Это было только короткое время назад, что я гулял один среди полей и деревень. Это был один из тех вялых дней ранней весны, когда рама и ум одинаково кажутся расстроенными и безразличными. Сады были белыми от цветов, и изгороди прорывались в свежую зелень. Я только что вернулся к своей работе после короткого и восхитительного отпуска и был омрачен смутной депрессией, которую возобновление работы имеет тенденцию приносить тревожным умам. Я вошел в маленькую древнюю церковь, которая стояла открытой; она была полна солнечного света и была нежно украшена изобилием весенних цветов. Если бы я был рад в сердце, это показалось бы сладким местом, полным мира и прекрасных тайн. Но у нее не было голоса, не было послания для меня. Я был омрачен также печальной тревогой о ком-то, кого я любил, кто действовал извращенно и недостойно. Пришла в мой ум внезапная любезная мысль совершить себя сердцу Бога, не маскировать мою слабость и тревогу, не просить, чтобы груз был облегчен, а чтобы я мог вынести Его волю до крайности.
В момент пришла сила, которую я искал; никакого облегчения груза, но более глубокая безмятежность, желание нести его верно. Сам аромат цветов казался смешивающимся как сладкий ладан с моим обетом. Старые стены шептали о терпении и надежде. Я не знаю, откуда пришел мир, который тогда поселился на мне, но не, казалось, из скудных ресурсов моего собственного встревоженного духа.
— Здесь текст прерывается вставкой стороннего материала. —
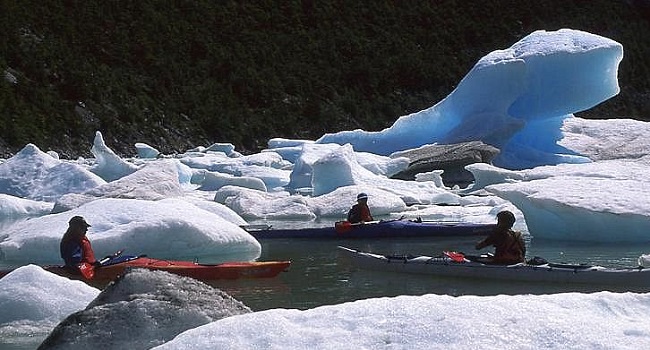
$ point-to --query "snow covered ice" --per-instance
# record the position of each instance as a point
(566, 178)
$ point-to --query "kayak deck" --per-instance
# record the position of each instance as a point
(202, 272)
(548, 272)
(378, 229)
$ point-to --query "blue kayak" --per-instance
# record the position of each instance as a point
(377, 229)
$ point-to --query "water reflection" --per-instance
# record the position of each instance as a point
(319, 275)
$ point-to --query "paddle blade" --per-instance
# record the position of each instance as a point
(342, 226)
(87, 270)
(455, 256)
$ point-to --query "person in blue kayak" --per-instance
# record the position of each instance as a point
(360, 212)
(509, 246)
(75, 248)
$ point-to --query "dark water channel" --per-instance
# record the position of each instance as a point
(320, 275)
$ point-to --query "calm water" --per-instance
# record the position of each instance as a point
(319, 275)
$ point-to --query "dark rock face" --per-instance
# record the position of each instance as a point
(143, 309)
(450, 158)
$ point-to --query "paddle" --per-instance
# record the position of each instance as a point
(455, 256)
(87, 269)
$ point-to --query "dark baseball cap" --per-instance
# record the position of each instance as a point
(78, 220)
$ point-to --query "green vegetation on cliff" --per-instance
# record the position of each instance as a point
(186, 73)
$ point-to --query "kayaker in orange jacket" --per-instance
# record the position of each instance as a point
(360, 212)
(75, 248)
(509, 245)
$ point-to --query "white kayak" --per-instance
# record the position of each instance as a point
(455, 265)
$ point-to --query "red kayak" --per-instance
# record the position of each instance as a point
(203, 272)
Но в конце концов, чудо в этом таинственном мире не в том, что есть так много эгоизма вокруг, а в том, что его так мало! Рассматривая узкое пространство, маленькую клетку костей и кожи, в которой наш дух заключен, как порхающая птица, это часто удивляло меня находить, как много из того, сколько мыслей людей не дано им самим, а их работе, их друзьям, их семьям.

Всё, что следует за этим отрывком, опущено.